Quantitative Corpus Linguistics with R

Instructor(s): Stefan Th. Gries

Description:
Corpus data, while already well-established, are used more and more widely both in theoretical linguistics, but also in historical, socio-, and psycholinguistics, a development that has been supported by the recognition of the role frequency information plays for, say, language change, acquisition, and processing. However, ready-made corpus tools are often not flexible enough to handle differently formatted corpora and/or perform the often diverse operations required for some study.
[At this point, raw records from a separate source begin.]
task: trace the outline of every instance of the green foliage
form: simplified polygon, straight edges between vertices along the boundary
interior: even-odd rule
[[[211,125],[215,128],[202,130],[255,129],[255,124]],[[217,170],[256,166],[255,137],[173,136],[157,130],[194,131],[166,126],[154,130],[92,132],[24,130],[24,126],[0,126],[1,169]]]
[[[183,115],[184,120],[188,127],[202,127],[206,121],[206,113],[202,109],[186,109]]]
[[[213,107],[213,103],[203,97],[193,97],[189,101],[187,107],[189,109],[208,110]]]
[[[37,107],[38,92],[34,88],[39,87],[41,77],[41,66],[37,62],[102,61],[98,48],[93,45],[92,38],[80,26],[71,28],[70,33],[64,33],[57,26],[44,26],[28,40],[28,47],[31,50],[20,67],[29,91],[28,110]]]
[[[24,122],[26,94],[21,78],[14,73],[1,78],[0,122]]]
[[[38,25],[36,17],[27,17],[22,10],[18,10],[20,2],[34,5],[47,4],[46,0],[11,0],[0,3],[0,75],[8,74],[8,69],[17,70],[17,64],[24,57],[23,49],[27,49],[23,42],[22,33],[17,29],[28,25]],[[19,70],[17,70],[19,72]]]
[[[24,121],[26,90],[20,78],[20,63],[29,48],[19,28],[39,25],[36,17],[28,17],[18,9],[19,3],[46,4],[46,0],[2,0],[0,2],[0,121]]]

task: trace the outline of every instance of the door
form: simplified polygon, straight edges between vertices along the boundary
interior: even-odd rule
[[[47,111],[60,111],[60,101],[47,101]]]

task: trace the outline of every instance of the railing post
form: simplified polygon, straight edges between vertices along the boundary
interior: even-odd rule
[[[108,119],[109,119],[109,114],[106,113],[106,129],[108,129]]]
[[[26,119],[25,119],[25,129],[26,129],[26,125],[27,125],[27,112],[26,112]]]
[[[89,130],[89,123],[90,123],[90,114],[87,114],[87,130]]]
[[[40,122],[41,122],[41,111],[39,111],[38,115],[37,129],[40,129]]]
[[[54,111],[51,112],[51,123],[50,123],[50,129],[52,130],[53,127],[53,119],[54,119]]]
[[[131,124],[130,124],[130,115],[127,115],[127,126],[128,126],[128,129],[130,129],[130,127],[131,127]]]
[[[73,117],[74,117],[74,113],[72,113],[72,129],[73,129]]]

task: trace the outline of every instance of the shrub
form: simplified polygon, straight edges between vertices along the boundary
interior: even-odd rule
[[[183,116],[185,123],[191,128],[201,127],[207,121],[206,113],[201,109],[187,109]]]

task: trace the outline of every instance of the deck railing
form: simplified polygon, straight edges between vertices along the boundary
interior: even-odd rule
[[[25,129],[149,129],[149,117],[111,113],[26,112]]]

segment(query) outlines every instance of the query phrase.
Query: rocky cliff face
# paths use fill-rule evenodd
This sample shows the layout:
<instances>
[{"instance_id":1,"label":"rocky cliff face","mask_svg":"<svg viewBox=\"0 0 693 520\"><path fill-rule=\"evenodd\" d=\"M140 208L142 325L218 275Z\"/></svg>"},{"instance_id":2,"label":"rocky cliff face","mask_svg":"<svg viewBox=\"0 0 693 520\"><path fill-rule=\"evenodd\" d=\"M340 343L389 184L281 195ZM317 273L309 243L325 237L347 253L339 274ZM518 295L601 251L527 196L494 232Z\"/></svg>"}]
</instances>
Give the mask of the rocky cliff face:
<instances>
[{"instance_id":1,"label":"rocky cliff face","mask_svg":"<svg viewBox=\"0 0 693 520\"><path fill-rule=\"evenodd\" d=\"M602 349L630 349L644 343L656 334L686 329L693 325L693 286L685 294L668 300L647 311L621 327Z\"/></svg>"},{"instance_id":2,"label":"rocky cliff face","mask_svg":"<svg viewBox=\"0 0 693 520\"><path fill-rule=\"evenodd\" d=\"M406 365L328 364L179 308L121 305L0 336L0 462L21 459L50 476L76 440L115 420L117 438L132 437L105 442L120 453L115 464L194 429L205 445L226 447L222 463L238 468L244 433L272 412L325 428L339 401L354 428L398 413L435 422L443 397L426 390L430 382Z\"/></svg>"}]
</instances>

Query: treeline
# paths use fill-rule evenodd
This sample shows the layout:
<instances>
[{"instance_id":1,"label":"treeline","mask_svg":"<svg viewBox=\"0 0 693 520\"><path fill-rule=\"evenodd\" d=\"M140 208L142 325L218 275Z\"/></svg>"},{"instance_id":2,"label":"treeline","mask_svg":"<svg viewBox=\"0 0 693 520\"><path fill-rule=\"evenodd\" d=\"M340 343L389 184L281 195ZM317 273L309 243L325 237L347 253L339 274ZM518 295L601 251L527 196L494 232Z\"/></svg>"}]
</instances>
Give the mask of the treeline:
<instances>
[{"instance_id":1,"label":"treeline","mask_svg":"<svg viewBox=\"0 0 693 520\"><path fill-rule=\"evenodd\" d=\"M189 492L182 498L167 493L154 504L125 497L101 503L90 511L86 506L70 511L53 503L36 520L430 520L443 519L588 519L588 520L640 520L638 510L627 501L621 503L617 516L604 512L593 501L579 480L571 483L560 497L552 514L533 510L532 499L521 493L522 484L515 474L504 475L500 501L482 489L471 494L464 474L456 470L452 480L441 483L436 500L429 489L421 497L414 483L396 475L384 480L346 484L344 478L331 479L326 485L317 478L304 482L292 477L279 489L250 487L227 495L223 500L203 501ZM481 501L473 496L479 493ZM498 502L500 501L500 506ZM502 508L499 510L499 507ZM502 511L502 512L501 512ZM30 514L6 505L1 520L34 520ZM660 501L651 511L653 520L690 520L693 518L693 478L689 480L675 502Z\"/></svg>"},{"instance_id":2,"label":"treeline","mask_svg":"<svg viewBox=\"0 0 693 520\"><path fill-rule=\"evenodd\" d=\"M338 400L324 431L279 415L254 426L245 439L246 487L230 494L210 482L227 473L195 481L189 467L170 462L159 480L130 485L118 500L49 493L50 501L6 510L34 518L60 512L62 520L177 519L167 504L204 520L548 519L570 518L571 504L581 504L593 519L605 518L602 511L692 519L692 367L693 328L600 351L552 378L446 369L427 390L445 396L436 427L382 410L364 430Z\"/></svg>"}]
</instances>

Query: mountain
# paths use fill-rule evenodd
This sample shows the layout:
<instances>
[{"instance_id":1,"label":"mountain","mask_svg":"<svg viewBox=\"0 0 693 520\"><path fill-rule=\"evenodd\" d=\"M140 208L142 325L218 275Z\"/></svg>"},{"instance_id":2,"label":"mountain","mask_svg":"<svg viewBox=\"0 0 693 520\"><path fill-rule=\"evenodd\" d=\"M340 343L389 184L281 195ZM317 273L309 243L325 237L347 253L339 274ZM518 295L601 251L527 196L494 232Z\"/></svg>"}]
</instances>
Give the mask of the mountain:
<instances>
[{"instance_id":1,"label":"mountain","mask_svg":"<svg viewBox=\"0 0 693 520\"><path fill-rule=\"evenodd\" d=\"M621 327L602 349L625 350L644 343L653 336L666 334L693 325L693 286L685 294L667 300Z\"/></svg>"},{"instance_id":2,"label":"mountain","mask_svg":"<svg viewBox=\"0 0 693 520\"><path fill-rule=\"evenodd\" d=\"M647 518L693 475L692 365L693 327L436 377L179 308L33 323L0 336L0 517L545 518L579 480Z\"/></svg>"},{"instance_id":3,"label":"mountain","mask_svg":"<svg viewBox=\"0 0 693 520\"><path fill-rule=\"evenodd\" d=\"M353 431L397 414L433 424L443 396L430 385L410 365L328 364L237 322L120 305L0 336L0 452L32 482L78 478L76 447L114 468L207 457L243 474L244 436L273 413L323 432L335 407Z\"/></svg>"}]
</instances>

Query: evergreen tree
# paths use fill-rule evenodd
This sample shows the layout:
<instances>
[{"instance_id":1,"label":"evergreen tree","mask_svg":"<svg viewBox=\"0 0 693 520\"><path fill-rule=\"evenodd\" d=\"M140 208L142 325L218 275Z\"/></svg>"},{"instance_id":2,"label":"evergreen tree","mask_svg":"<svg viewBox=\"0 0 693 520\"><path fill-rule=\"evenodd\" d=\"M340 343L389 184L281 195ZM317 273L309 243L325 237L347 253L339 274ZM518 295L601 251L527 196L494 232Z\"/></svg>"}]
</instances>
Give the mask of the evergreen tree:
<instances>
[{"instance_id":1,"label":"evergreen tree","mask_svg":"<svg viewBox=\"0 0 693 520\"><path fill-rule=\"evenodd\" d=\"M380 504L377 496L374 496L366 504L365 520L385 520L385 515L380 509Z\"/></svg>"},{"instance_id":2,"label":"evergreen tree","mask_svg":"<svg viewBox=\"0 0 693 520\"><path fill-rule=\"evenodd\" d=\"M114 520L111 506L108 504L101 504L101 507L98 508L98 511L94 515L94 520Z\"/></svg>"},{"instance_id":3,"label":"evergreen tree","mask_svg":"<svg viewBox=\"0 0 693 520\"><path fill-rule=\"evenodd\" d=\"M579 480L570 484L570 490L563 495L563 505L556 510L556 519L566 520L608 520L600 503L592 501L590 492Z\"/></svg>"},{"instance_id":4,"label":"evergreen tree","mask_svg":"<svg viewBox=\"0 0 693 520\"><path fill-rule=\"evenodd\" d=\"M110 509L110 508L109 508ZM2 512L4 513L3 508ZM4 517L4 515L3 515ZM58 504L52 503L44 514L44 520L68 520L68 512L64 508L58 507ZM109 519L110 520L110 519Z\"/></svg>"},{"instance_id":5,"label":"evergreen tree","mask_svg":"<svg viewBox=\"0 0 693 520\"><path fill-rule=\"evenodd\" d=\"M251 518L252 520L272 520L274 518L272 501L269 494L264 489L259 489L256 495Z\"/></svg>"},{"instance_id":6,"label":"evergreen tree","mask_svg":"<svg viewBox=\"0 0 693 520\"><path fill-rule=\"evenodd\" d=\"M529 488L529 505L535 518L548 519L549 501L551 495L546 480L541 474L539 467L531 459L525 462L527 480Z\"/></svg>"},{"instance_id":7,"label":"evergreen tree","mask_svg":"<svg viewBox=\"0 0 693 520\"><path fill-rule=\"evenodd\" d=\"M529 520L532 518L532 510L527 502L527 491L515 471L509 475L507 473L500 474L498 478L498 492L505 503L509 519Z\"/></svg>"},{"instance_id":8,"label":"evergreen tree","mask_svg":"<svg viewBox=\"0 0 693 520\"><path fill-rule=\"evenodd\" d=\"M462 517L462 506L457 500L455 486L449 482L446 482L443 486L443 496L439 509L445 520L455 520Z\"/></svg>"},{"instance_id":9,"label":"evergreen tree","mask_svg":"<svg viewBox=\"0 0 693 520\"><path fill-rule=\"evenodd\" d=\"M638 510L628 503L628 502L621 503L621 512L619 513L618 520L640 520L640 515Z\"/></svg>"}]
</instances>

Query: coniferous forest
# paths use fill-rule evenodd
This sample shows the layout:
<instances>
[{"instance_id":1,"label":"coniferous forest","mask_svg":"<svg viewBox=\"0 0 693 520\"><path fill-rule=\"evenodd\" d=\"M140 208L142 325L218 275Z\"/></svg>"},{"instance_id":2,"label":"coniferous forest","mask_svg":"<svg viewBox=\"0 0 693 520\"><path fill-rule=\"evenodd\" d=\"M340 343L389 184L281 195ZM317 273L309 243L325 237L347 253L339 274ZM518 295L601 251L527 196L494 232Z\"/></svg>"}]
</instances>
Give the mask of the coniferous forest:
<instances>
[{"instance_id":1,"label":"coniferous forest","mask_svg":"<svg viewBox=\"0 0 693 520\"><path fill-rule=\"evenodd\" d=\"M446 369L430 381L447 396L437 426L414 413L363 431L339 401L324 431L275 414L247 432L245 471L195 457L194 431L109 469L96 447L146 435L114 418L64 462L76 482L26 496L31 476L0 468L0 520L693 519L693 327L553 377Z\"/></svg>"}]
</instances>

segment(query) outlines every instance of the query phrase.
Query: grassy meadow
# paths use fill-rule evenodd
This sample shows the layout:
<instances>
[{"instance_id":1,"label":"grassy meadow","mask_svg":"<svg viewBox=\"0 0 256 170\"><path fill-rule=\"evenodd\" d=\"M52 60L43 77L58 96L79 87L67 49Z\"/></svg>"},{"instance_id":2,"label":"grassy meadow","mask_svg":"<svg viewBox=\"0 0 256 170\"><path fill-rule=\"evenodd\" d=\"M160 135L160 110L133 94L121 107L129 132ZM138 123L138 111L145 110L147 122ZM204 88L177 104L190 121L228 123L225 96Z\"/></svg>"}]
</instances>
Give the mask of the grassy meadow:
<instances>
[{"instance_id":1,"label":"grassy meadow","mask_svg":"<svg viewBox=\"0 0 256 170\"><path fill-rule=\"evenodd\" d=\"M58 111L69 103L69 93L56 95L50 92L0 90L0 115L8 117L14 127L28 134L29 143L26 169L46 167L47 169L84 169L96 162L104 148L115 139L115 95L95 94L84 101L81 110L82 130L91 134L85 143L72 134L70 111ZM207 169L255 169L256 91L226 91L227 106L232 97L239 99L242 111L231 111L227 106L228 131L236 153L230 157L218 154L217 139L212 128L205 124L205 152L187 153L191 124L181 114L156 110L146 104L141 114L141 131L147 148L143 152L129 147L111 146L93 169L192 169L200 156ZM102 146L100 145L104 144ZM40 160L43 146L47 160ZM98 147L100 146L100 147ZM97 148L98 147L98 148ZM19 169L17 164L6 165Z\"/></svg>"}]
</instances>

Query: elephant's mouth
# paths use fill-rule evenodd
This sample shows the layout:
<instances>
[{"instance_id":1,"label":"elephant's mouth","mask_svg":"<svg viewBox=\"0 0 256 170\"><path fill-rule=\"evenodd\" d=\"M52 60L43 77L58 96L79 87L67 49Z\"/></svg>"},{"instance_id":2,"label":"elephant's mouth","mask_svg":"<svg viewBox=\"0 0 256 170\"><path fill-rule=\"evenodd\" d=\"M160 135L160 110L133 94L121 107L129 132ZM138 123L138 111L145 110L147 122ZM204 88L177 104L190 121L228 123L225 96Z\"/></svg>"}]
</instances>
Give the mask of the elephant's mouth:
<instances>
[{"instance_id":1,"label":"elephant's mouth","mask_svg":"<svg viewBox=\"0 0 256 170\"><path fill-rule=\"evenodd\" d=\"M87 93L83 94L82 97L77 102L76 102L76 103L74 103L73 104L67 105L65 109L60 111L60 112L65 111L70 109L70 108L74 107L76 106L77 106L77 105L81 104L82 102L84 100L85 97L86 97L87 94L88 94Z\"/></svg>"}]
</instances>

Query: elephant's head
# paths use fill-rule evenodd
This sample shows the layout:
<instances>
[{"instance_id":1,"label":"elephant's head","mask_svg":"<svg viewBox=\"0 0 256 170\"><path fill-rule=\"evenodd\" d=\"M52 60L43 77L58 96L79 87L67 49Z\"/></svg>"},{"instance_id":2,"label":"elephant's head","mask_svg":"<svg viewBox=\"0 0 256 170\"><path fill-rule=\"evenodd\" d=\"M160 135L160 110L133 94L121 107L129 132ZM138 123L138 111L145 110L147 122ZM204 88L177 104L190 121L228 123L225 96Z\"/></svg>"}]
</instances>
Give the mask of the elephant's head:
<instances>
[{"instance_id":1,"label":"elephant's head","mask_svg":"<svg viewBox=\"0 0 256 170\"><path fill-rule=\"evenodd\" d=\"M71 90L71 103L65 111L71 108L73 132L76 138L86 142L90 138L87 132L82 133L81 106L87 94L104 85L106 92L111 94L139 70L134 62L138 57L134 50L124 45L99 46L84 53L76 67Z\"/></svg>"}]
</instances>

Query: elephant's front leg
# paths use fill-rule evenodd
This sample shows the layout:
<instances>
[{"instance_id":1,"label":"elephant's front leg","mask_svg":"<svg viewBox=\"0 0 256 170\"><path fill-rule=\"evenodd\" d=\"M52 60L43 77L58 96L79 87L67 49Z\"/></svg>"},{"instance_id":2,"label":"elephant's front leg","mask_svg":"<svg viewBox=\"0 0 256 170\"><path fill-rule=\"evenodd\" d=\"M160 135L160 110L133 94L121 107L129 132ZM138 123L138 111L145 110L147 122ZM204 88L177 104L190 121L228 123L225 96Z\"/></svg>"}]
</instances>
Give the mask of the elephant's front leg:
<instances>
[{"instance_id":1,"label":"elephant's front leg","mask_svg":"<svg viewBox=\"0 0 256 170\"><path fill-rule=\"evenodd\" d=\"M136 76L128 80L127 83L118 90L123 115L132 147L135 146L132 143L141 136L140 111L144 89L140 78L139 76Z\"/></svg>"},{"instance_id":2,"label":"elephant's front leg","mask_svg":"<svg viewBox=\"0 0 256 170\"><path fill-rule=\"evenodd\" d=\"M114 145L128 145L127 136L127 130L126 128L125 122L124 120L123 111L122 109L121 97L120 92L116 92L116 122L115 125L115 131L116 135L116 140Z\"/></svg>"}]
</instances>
This course is an introduction to data retrieval, organization, and statistical evaluation in corpus linguistics using the programming language R. The course will introduce the main basic data structures for text processing in R, regular expressions (from simple wildcards via character classes up to backreferences and lookaround), as well as elementary programming constructs (loops and conditional expressions) and teach participants to develop scripts for their own research projects; examples from different subdisciplines of linguistics will be discussed.

Prerequisites:
Courses: None
Skills: Basic knowledge of corpus linguistic notions and ideas;good familiarity with Windows operating system and spreadsheet

Course ID:
LING7800-060

Days/Times:
Mon & Thu 8:30-10:15

Classroom: ECCH 107

Areas of Linguistics:
Computational Linguistics